Great info and link, Nitro!

This time of the year is a great time to do it down here too, you can omit the blow dryer part!  Put it outside in the truck, and it will melt in JUST fine!  (Make sure to put something under it though so that oily wax don't melt into your seat!).


----------



## SmokyMtnSmoke (Jul 12, 2008)

Thanks Nitro. I completely forgot about my Filson hat. I think I have some of their wax in that tin some where around here.

Does anyone know the more 'traditional' ways of treating oil cloth? I've read about using linseed oil but I'm not sure that was meant for wearable oilcloth garments. Anyone know?


----------



## Nicodemus (Jul 13, 2008)

Smoke, let me do a little diggin` in some of my literature. Either linseed, OR boiled linseed oil was used as a waterproofer for canvas in the past. I`ll see what I can find out.


----------



## Ruger#3 (Jul 14, 2008)

*Outback Hat*

As you have an Aussie style hat look to them for answers. They market some of the finest oilcloth garments in the world under the Driza-Bone label. Here's a link to the treatment they sale for oil cloth.
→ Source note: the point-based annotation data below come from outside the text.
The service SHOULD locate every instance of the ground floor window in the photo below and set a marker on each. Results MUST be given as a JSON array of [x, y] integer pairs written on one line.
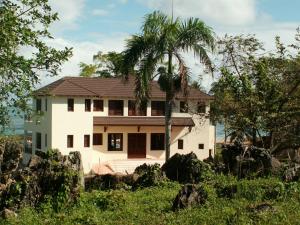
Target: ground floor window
[[115, 142], [97, 139], [157, 141], [38, 140], [70, 139]]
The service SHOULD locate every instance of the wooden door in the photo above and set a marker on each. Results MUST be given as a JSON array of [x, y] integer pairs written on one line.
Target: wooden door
[[136, 145]]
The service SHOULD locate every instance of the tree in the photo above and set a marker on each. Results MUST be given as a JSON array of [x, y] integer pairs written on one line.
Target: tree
[[163, 40], [105, 65], [258, 92], [24, 28]]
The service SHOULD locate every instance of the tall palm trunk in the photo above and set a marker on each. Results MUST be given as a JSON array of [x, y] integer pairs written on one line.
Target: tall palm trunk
[[168, 107]]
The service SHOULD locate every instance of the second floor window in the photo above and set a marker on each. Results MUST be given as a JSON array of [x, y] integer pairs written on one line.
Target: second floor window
[[115, 107], [157, 108], [87, 105], [201, 108], [98, 105], [38, 105], [70, 141], [86, 141], [97, 139], [133, 110], [183, 107], [70, 105], [38, 143], [157, 141]]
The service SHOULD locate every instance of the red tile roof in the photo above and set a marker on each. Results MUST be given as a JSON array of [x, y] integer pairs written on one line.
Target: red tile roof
[[107, 87], [141, 121]]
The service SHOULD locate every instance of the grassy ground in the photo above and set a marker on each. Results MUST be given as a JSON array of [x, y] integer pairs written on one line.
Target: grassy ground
[[153, 206]]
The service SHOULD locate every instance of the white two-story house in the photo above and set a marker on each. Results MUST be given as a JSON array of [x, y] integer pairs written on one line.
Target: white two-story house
[[99, 118]]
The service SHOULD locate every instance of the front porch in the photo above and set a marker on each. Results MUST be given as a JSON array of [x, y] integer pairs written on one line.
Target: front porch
[[124, 166]]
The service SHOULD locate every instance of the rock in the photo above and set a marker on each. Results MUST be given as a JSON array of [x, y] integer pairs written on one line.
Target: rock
[[47, 176], [148, 176], [6, 213], [185, 168], [189, 196]]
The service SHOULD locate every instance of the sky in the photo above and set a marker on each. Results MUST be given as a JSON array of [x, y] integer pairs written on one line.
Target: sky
[[90, 26]]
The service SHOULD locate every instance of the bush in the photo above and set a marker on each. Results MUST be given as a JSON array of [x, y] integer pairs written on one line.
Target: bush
[[252, 190], [52, 178], [186, 169], [148, 175], [108, 182]]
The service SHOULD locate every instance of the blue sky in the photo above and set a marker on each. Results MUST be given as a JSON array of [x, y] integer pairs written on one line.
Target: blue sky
[[90, 26]]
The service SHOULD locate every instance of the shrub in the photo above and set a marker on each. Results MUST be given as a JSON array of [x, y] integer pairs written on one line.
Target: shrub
[[51, 178], [186, 168], [148, 175]]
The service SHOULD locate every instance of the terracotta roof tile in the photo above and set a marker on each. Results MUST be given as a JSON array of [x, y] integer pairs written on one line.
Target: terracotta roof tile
[[106, 87]]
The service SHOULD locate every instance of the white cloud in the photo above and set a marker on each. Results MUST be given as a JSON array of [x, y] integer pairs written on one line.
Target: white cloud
[[69, 11], [100, 12], [83, 52], [227, 12]]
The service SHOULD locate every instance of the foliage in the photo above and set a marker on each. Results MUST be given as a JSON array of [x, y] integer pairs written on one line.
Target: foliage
[[149, 175], [258, 93], [49, 178], [24, 52], [11, 151], [186, 168], [156, 52], [154, 206], [104, 65]]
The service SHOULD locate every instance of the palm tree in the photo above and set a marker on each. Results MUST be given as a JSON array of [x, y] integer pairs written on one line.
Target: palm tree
[[157, 51]]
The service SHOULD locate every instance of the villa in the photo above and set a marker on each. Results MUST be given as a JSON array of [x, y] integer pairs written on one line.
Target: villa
[[99, 118]]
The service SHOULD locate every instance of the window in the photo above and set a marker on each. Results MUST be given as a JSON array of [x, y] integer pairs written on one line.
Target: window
[[38, 105], [115, 107], [70, 140], [70, 105], [86, 140], [158, 141], [180, 144], [38, 141], [46, 140], [46, 104], [87, 105], [97, 139], [133, 111], [115, 142], [183, 107], [157, 108], [201, 108], [98, 105]]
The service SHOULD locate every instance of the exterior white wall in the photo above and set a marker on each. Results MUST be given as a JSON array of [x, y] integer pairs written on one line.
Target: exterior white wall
[[57, 122]]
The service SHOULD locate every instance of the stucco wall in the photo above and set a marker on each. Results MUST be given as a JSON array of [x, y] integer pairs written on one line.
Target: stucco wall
[[58, 123]]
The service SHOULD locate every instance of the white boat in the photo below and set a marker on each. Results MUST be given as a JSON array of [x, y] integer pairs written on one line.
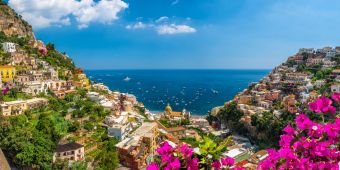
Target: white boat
[[214, 91], [127, 79]]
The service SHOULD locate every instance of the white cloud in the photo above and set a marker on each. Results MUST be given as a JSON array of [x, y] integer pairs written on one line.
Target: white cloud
[[175, 29], [161, 19], [138, 25], [45, 13], [175, 2]]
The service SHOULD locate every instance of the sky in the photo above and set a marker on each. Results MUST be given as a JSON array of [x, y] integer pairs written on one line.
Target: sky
[[182, 34]]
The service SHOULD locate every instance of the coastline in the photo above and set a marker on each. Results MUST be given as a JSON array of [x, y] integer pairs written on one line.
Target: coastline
[[197, 91]]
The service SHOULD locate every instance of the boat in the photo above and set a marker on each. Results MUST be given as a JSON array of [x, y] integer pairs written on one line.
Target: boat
[[127, 79], [214, 91]]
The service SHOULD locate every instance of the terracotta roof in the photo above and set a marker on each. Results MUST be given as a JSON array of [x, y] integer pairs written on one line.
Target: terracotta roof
[[175, 129], [176, 114], [241, 163], [7, 66], [68, 147], [3, 162]]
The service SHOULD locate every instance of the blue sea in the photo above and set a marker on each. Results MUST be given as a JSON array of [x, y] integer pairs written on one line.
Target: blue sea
[[197, 91]]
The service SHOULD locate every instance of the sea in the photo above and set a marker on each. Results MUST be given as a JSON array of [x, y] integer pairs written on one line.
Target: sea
[[197, 91]]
http://aussiebushhats.com.au/catalog/default.php?cPath=42_45

Here's some info from their sight.

HELPFUL HINTS - OILSKINS CARE   

Garments made from wax impregnated fabric or oilskin cloth as we Australians call it, are almost carefree and will last for many years to come. 
OILSKIN REPROOFING/REDRESSING

Redressing a garment depends on the usage, so therefore there is no set rule. However, we do recommend you check your garment at regular intervals, especially before the rainy season, and act accordingly. 
Remove lid of garment dressing and warm contents until liquefied, and then apply to cleaned dry garment with a cloth or brush, paying particular attention to seams and places subject to friction. 
Hang out in the sun or warm area to allow dressing to penetrate into the fabric. 
Place garment on a coat hanger ready for storage in a dry airy place, ready for the next use. (NB Satisfactory results can be expected when dressing is applied to genuine Driza-Bone garments). 

IMPORTANT - OILSKINS

Do not use hot water. 
Do not dry clean. 
Do not use soap or detergents. 
Do not leave in direct sunlight against window. 
Do not machine wash. 
Do not force dry or hang in front of fire. 
Do not wear the coat near fire or flame.


----------



## tok shooter (Jul 14, 2008)

this is going to be helpful thanks I just pulled my duster out and it needs help


----------



## SmokyMtnSmoke (Jul 14, 2008)

Australian oilcloth hat re-treatment cream can be found at HorseTown on Shallowford Rd if your in the Marietta area.

Here's an interesting thread on the same question...
http://www.thefedoralounge.com/showthread.php?t=29377


Nic, let me know what you find. Seems this is probably bees wax based mixed with a natural oil, such as mink, olive, or some variation of linseed oil. I'd like to know the recipe so I could make my own. 

Thanks folks.


----------



## marktaylor99 (Jul 15, 2008)

Bolied Linseed Oil will make it waterproof and funny smelling. Regular black latex paint is waterproof when applied to cloth and closely resembles painted cloth items (such as ponchoes) produced and used in the Civil War.


----------



## FX Jenkins (Jul 15, 2008)

Nitro said:


> Filson Tin Cloth Wax- $10.00
> 
> www.filson.com



Yep, thats good stuff, I'm a Filson junkie, slowly growing my collection of products...

And I also throw the whole garment in the clothes dryer for a few minutes after I re-apply the wax, really helps even it out..


----------